This seems to work , As it should.

No body can help me ? please I need guidance and mainly for optimizing this.

I am sorry, but I only roughly scanned through your shader code.

First thing I figured, is that synchronizing threads is usually very costly. And in your case 1 thread in each tile is copying the light indices struct of a tile and all the other ones are idle. ---> Let every thread copy a portion of the memory.

1 pointlight in tilebased is very close to the worst case. Tilebased rendering is all about clipping lightsources and therefore introduces overhead for calculating lightindices in each tile. Again when you synch your threads, the whole workgroup is waiting just for 1 thread to copy the indices of 1 point light, not what you ideally desire.

Even further get rid of the indirection in you while loop.
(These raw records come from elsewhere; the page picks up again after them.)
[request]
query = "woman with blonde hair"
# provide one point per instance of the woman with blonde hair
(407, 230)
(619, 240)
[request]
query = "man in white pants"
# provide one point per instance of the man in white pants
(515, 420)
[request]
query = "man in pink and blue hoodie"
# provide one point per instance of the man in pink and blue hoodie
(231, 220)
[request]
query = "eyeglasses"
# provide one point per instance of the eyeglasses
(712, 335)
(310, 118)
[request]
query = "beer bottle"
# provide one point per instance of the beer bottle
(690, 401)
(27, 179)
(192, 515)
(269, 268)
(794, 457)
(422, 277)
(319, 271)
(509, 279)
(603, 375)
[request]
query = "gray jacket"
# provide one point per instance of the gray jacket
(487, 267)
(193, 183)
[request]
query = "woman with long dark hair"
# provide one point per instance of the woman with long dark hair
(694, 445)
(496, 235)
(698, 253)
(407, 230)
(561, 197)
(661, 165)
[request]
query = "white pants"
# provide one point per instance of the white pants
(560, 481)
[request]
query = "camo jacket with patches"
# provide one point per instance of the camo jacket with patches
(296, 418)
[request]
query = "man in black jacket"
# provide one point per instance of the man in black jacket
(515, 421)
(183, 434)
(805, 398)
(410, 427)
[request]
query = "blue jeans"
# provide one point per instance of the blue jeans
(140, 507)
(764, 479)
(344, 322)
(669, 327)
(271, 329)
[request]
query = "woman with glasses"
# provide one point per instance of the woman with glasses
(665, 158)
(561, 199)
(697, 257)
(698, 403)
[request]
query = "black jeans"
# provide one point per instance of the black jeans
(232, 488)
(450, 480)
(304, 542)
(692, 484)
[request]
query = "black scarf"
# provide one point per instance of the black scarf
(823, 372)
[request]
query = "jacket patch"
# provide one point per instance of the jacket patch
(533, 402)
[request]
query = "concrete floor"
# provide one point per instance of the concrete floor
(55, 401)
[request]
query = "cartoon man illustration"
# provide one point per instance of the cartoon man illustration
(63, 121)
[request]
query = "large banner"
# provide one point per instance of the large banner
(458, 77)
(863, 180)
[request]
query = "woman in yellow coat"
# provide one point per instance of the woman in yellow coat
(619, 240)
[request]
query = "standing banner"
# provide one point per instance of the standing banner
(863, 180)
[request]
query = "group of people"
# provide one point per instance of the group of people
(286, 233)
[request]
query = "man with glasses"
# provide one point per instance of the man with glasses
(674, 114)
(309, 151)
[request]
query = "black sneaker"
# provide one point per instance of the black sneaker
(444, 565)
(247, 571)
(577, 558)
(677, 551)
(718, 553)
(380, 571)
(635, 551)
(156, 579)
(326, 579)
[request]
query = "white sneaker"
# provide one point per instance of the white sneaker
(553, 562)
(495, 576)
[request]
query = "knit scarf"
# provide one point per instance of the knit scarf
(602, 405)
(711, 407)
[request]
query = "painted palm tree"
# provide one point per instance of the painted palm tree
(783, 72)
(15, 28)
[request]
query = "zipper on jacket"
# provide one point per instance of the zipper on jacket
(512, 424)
Use shared memory to hold the LightInfo not the indices to the light info, that's much more cache efficient.

Then again the way, you iterate over the tile's indices is kind of ineffctive regarding branch divergence. Maybe it helps to seperate the point and spottlights and not brach in the loop. Also terminating the loop with a check to the lightcount of a tile and not by its next light index might help.
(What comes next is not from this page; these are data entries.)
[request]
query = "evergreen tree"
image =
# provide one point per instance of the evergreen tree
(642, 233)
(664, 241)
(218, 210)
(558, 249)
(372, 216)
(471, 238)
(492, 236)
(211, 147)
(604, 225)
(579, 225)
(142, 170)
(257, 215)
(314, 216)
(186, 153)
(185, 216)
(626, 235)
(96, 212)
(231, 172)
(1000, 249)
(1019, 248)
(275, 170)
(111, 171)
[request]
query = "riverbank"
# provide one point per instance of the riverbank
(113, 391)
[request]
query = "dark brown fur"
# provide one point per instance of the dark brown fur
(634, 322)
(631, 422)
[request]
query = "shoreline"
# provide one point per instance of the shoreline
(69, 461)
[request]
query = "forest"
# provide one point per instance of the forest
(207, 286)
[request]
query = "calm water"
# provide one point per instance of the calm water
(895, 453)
All this is very vague I guess, but not knowing the whole pipeline this is it, what I can give to you.

How's the performance, when adding a few thousand more lightsources, did you profile the computation time of each step in the algoritm? My implementation (clustered deferred) goes with 40-50 thousand pointlights at smooth 60 fps (on a GTX 770). It is in OpenGL but if you want I can supply you with some code (also I'm using a LBVH to do the clip test).
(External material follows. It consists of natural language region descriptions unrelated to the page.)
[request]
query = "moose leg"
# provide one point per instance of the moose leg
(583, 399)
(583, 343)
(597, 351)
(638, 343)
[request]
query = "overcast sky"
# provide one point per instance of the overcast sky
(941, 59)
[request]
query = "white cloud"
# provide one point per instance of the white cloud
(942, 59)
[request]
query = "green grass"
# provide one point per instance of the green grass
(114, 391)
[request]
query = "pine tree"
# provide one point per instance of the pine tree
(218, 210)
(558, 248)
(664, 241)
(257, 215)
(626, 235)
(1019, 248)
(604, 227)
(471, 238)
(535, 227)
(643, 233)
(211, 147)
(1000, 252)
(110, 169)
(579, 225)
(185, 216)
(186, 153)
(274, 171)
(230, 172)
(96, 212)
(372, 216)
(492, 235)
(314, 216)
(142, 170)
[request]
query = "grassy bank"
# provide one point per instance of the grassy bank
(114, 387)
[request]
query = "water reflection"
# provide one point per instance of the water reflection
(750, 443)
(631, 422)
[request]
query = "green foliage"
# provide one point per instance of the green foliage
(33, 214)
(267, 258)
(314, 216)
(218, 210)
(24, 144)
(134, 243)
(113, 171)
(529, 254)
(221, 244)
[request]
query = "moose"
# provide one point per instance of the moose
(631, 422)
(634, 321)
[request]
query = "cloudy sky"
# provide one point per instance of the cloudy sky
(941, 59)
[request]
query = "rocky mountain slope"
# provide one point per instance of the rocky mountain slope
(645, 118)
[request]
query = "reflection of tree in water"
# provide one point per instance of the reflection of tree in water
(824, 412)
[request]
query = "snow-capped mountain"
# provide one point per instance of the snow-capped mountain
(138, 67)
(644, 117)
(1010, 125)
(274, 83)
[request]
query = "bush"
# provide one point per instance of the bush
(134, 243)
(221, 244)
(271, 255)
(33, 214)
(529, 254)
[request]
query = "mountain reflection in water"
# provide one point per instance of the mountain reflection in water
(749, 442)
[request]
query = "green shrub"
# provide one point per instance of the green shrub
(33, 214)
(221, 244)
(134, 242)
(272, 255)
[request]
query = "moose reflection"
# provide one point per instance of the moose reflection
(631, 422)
Hopefully I could give at least some good advice.

Thanks for your reply , It was really helpful. After I posted this on forum I worked on it to improve it. First of all I do every thing now in one shader. I mean determining minimum depth and maximum depth and light culling and etc are done in one shader and thus with one dispatch call.

Now I use Tile Frustum to cull lights. And as you suggested I keep LightInfo in group shared memory (not the indices).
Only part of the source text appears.